The biggest event of 2009 was also something very personal to me. It was the confirmation of an issue that I had advanced for more than 20 years, namely, legitimate speculative position limits. I always viewed the lack of position limits in silver futures as what enabled the short side manipulation. I started writing to the CFTC and the exchanges about this matter in the 1980's. I was always rebuffed and dismissed. With the appointment of the new chairman of the CFTC, Gary Gensler, and the release of the Senate Wheat Report in mid- 2009, the issue of position limits experienced a rebirth. The new debate on position limits was in no way intended towards silver specifically, but because COMEX silver cried out for position limit reform more than any other commodity, it was easy for me to make the case for a genuine reduction in the position limits in silver, along with the abolishment of phony exemptions to position limits. Hundreds of you agreed and more public comments were received by the CFTC for position limit reform on silver and gold, than on any other commodity.
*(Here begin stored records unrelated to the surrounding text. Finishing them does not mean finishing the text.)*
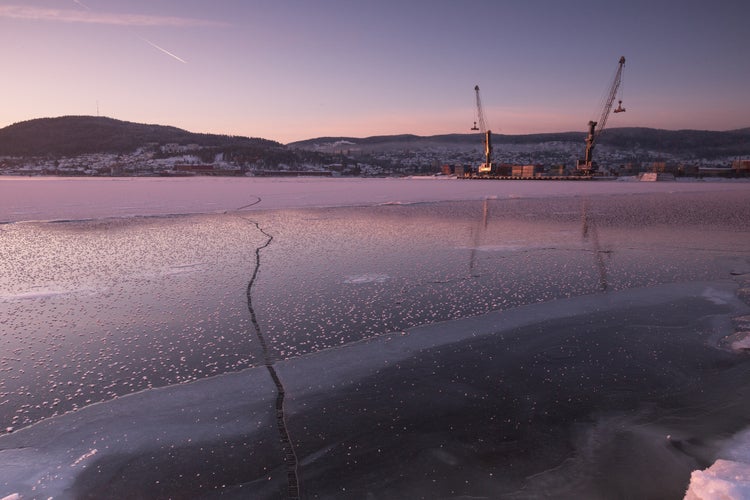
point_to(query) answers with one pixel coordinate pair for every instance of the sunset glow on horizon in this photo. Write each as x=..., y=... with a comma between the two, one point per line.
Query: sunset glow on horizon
x=293, y=70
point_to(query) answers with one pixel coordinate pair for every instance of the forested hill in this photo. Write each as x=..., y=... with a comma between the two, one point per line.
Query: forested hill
x=682, y=143
x=76, y=135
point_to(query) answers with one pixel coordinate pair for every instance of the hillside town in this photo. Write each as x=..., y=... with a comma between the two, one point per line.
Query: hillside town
x=342, y=158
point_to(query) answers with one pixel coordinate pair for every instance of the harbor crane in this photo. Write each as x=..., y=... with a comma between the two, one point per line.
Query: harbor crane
x=587, y=166
x=486, y=167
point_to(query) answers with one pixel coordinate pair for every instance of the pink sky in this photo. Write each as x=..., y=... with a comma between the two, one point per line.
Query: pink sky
x=294, y=70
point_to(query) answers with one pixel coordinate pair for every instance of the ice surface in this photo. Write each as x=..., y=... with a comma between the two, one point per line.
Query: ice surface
x=43, y=198
x=588, y=309
x=131, y=443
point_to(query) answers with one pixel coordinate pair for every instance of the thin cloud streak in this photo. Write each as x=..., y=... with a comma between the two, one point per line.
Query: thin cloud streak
x=163, y=50
x=90, y=17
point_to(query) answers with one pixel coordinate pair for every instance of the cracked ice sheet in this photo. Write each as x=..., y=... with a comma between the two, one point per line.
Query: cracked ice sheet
x=45, y=198
x=436, y=410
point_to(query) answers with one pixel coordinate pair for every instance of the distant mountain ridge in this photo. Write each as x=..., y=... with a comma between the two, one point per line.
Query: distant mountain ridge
x=697, y=143
x=76, y=135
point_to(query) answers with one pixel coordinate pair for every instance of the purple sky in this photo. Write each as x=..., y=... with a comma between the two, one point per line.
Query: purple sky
x=291, y=70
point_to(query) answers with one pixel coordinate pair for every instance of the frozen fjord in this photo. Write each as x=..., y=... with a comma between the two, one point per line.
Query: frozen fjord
x=502, y=242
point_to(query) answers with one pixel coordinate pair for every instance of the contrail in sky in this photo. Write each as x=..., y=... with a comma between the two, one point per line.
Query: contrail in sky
x=163, y=50
x=78, y=2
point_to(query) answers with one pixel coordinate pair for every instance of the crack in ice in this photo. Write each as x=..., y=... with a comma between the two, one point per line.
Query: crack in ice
x=290, y=458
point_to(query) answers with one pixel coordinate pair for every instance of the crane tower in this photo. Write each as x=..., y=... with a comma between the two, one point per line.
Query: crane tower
x=587, y=165
x=486, y=167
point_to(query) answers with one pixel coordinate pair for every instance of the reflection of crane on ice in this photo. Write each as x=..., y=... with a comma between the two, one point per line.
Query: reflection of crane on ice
x=587, y=165
x=486, y=167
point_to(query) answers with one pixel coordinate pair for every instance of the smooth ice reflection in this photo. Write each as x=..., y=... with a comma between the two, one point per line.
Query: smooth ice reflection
x=493, y=343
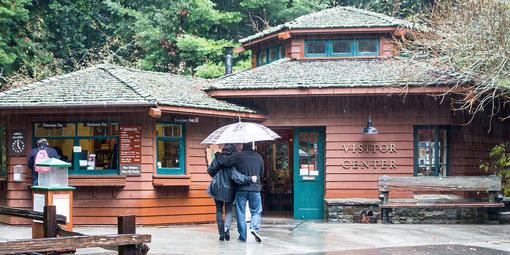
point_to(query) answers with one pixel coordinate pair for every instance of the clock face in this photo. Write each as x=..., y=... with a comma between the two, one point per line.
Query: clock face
x=18, y=146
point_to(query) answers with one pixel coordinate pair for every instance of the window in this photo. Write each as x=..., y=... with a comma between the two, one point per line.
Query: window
x=342, y=48
x=3, y=152
x=269, y=55
x=91, y=147
x=170, y=148
x=431, y=151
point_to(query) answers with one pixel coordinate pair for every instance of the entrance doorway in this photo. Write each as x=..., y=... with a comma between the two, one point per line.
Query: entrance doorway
x=278, y=180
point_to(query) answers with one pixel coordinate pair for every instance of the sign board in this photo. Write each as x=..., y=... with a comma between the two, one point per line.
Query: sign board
x=130, y=150
x=16, y=144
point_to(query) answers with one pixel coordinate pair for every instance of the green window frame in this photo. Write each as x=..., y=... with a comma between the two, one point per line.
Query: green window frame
x=161, y=138
x=264, y=55
x=78, y=135
x=354, y=44
x=3, y=151
x=431, y=158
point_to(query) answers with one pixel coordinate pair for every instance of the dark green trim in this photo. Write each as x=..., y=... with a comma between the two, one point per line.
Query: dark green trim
x=267, y=60
x=354, y=48
x=297, y=178
x=76, y=142
x=52, y=188
x=436, y=129
x=182, y=151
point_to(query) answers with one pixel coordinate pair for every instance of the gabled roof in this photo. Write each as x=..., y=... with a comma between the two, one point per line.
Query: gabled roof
x=108, y=85
x=290, y=73
x=338, y=17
In spite of the tremendous outpouring of public sentiment for proper position limit reform in silver, no proposal has been forthcoming from the CFTC. I'm starting to believe that no reform will ever come forward for silver, just like there will ever be any resolution to the forever silver investigation by the Commission. Let me rephrase that – I'm starting to feel that the market will resolve the manipulation and concentrated short position in silver before the regulators move to end it. I've always considered this possibility; it's just that I now think it's probable. I still think Gary Gensler is an honorable man and dedicated public servant. I don't think he's a dupe for Goldman Sachs or JPMorgan. I just think now the silver problem is too severe for him to move against it. He can't defuse the bomb with acceptable collateral damage. He will let the market take its course and try to clean up afterwards. I don't know what I would do differently in his place, but then again, I have never taken an oath of office and swore to enforce the law. More on this in the near future.


In summary, 2009 and the past decade were remarkable for silver, both performance-wise and in lessons learned. But more than anything else, I am convinced that the next decade and 2010 will be even a more remarkable. Perhaps next year will be the most remarkable year for silver in history. If I'm correct, you will want to make sure you've backed up the truck and loaded the boat.